Палмер-II перестал доверять директору ЦРУ, который прислал какое-то истерическое требование объяснений. Он не доверял командиру 665-го батальона, который вопреки взятому на себя обязательству о чем-то, видимо, проболтался своему начальству. И хуже того, Палмер-II, кем бы он ни был, не мог более доверять своим ближайшим сотрудникам. Сперва обнаружилось, что из резидентуры непонятно как к немцам просочились сведения о том, что похищение боеголовок было организовано без ведома Вашингтона. Затем этот Фельзенштейн предъявил документы, касающиеся майора Томпсона. Если Томпсон действительно работал на немцев все эти годы, то надо подумать, на каких именно немцев. Вдобавок именно тогда, когда многолетний опыт в делах разведки и диверсий мог бы принести огромную пользу, руки у резидентуры будут связаны. Наконец, те документы, которые Палмер-II получил от Фельзенштейна, не помогли распутать загадку. Нельзя же быть тройным агентом: есть только две стороны фронта. На черта Томпсону доставлять доказательства того, что похищение боеголовок организовала ГДР, если он на ГДР работает? А если не работает, почему западные немцы решили его разоблачить? У Палмера-II не было сомнений, что Фельзенштейн работал на военную контрразведку или на Ведомство по охране конституции. Без такой поддержки его проделки были бы невозможны.

Арним Паушке не поверил тому, что по телефону сказал ему Уго Фельзенштейн, и пожал плечами, когда ему опять сообщили, что его сын Виллиберт лежит в больнице в каком-то Майергофе.

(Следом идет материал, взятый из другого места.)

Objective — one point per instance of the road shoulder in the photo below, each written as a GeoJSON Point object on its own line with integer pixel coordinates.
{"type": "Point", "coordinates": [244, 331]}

Фридрих-Вильгельм Кнаупе не верил даже самому себе. Он был готов признать, что все, им увиденное на Восточной улице в 8 часов 30 минут утра, было плодом галлюцинации.

«Группа М» не верила доктору Пишону-Лало и его выдумкам.

Тупиковая ситуация продолжалась. Тем временем раскрылись люки ракетных шахт. В эфире было затишье, как перед бурей. Радары прочесывали небо. Самолеты ждали приказа на стартовых полосах и палубах авианосцев. По обеим сторонам Эльбы друг против друга находились на расстоянии выстрела большие грузные танки. Экипажам подводных лодок в Атлантическом и Индийском океанах выдали специальный запас кислорода и перевели их на высококалорийное питание. Получивший повреждения советский крейсер стал на якорь в полумиле от искалечивших его американских торпедных катеров.

Больницы в Британской Колумбии и в штате Вашингтон начали принимать первых пациентов с симптомами лучевой болезни. Жителей города Альбукерке в штате Нью-Мексико охватила паника. Было зарегистрировано восемьсот автомобильных аварий и шестьдесят человеческих жертв. Но воздух над пустыней был неподвижен. Облако, образовавшееся во время взрыва, могло оказаться над Альбукерке не раньше полуночи.

В Северной Америке и в Европе дети сидели в школах, грызли шариковые ручки, проклинали дроби. Они не знали, что их собственная судьба решится в соответствии с теми формулами и рисунками, которые вычерчивает на доске учитель физики.

Еще продолжалось состояние, именуемое миром.